A lo que don Quijote replicó:
—La libertad que me concede el ser caballero me obligaría a desafialle en razón de la sinrazón que decís, pero su condición de excelentísimo y reverendísimo obispo me impone el no considerar los agravios, cuya venganza dejaré al Cielo. Que entre caballeros andantes pueda haber en ocasiones disputas, afrentas, las cuales se dirimen y aplacan en el campo de batalla, se puede comprender, pero no que esos juicios, esas afrentas vengan de quien no pisó vez alguna la senda de la caballería. Y dejemos la disputa así. Y no pasemos más adelante.
Uno de los clérigos que acompañaba a su excelencia el obispo López de Ohanes osó entrar en conversación y, dirigiéndose a este, dijo así:
—Mi excelencia, suya es toda la razón, pues esos infames libros llamados de caballerías todos son una misma cosa y nada diferencia a este de aquel ni a aquel de este, que todos son iguales, con las mismas historias y, por mucho que lo intenté, y fueron cientos de veces, jamás me pude acomodar a leer ninguno del principio al cabo. Era un tormento.
La indignación de don Quijote ya no tenía límite. Airado contra lo que consideraba embustes propios de mentecatos, se dirigió con el rostro demudado al clérigo y díjole:
—Unos vamos por el ancho campo del sacrificio y de la verdadera religión y otros por el de la adulación servil y baja y la hipocresía más engañosa. Y a este cura, que no conozco pero que solo pretende halagar a su señor obispo con esas patochadas, bien debiera recordarle la necesidad de una reforma de nuestra Iglesia, sujeta a los abusos de obispos y otras jerarquías, que viven como señores feudales y se preocupan más por sus intereses terrenales, con sus duros diezmos, que por los espirituales.
—Solo la malicia ignorante de un loco puede decir tales cosas de nuestra Iglesia y de sus obispos –volvió a tomar la palabra don José López de Ohanes–. Nada más verlo con ese aspecto de espantapájaros, percibí, desde mi alma cristiana, que solo cabía procurar el alivio de su locura por parte de una alma caritativa que lo acogiera.
—Señor obispo, aunque no lo parezca por sus razonamientos –respondió harto y muy enfadado don Quijote–, estos libros a los que maltrata y degrada han sido durante siglos de gran provecho y de mucho gusto para el pueblo, que hacía de ellos su entretenimiento.
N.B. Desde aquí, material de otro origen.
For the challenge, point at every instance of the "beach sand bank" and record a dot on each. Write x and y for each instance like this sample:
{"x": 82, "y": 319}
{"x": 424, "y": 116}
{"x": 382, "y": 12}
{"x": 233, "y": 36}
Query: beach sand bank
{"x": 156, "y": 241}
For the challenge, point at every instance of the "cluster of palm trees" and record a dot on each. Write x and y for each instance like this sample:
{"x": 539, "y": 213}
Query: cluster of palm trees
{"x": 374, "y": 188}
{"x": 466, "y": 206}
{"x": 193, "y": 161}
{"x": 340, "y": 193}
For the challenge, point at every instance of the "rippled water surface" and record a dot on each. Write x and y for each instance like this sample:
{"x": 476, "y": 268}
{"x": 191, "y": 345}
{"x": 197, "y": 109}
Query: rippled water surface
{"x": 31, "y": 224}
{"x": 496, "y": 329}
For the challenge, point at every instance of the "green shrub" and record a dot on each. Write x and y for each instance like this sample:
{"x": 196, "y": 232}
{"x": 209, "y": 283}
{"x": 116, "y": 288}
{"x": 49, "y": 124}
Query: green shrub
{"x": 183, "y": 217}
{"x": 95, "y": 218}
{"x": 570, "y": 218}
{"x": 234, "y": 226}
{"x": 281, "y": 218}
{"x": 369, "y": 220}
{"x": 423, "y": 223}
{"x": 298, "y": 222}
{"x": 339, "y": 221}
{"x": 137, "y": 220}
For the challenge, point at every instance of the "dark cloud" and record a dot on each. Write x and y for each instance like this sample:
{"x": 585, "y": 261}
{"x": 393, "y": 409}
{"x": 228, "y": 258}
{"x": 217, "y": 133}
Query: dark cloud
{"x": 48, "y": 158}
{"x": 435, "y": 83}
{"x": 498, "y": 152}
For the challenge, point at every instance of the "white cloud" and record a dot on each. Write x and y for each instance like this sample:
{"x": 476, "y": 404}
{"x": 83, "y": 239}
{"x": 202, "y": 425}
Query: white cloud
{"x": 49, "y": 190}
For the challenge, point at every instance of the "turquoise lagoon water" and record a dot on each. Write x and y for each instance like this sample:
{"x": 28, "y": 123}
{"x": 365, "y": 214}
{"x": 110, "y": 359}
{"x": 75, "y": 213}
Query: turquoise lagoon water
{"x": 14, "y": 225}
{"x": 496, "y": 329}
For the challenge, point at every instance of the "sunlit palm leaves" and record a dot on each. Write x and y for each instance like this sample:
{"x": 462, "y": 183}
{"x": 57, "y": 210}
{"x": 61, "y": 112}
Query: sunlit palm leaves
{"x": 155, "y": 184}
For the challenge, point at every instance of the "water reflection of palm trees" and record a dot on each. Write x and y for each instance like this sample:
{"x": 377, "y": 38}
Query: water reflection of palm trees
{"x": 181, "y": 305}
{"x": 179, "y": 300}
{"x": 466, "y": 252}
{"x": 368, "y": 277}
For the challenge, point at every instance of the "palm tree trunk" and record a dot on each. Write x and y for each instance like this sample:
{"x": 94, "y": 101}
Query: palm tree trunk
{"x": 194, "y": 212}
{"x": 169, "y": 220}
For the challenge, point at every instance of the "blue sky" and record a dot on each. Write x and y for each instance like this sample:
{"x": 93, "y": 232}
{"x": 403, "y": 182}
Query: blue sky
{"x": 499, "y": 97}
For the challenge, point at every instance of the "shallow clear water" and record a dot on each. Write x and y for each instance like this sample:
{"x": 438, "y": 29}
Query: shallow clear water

Precisamente su carácter inverosímil hizo que fuera negocio importante en una época en la que la realidad no daba muchas ocasiones para mantener quimera alguna y creer en lo imaginario. El pueblo gustaba de sus héroes al verse en ellos reflejado. Y esta fue su bendita misión.
Nada de lo que dice entra en juicio –respondió el obispo– por lo que permítame dar por concluido este descompuesto diálogo.
Retirose el obispo de Sigüenza con todo su séquito y solos quedaron don Quijote y Sancho. Este había estado sin hablar palabra durante el brusco diálogo.